What's really going on is just like there are some tall people and there are some short people, there are some high breast cancer risk people and some low breast cancer risk people. If you define the set of people who have as much risk as BRCA carriers for breast cancer, there are 10 times as many people who just happen to have the polygenic combinations that make them that at risk than there are actual BRCA carriers. Now, we have the technology to compute. From your 23andMe genotype, I can compute your polygenic breast cancer score.

There are 10 times as many women walking around not knowing that they're high risk for breast cancer as the entire aggregate population of CHEK2, BRCA, blah, blah, blah carriers, but they don't know and they're not told that they're high risk for breast cancer because A, people are just dumb. The medical profession has not updated on the new information coming from this science in polygenic risk. The fact that we can compute this and the fact that the number of affected women defining some threshold is 10 times larger than the number of women walking around with BRCA or CHEK2, that just hasn't penetrated our medical system yet.
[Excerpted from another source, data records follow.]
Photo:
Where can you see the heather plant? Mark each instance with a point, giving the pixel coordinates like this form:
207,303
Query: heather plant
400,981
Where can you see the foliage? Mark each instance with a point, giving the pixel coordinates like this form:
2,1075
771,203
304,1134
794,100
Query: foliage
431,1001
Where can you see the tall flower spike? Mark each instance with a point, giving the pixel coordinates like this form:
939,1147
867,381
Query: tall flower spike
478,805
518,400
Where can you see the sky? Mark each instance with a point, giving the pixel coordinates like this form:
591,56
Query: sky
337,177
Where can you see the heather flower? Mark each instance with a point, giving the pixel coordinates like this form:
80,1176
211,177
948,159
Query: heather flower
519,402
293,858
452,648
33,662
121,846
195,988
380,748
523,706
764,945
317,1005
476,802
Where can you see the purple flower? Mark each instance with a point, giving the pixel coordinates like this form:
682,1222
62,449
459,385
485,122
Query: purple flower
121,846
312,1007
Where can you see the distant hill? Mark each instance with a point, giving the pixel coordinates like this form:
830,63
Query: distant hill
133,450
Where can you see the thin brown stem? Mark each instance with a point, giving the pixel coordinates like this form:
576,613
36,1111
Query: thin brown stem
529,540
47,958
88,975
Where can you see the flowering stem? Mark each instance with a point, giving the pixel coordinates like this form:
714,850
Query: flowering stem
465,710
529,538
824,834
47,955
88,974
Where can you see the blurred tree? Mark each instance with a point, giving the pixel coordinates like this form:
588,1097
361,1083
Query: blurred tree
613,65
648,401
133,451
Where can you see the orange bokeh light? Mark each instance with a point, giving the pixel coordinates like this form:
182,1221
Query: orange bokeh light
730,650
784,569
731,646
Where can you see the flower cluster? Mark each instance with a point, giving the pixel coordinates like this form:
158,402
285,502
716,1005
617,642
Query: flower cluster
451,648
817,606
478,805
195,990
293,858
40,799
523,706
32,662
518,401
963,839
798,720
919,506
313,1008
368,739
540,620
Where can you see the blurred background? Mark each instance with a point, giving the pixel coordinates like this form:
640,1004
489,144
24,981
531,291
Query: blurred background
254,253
10 years from now, I'm sure people will be getting polygenic scores for colon cancer and breast cancer and all this other stuff, but currently, it hasn't penetrated yet. It hasn't, at the moment, penetrated at all into the general consciousness of doctors. Now, in our embryo practice, we often will see a family, they come in and they're like, "You know what? We have a lot of breast cancer in our family, but wow, we're BRCA-negative. We're not carriers of any rare breast cancer thing, but my aunt had breast cancer and my grandma had breast cancer and I'm really worried, can you make sure that my baby girl has lower risk for breast cancer?" Now, we get the genomes and we're looking.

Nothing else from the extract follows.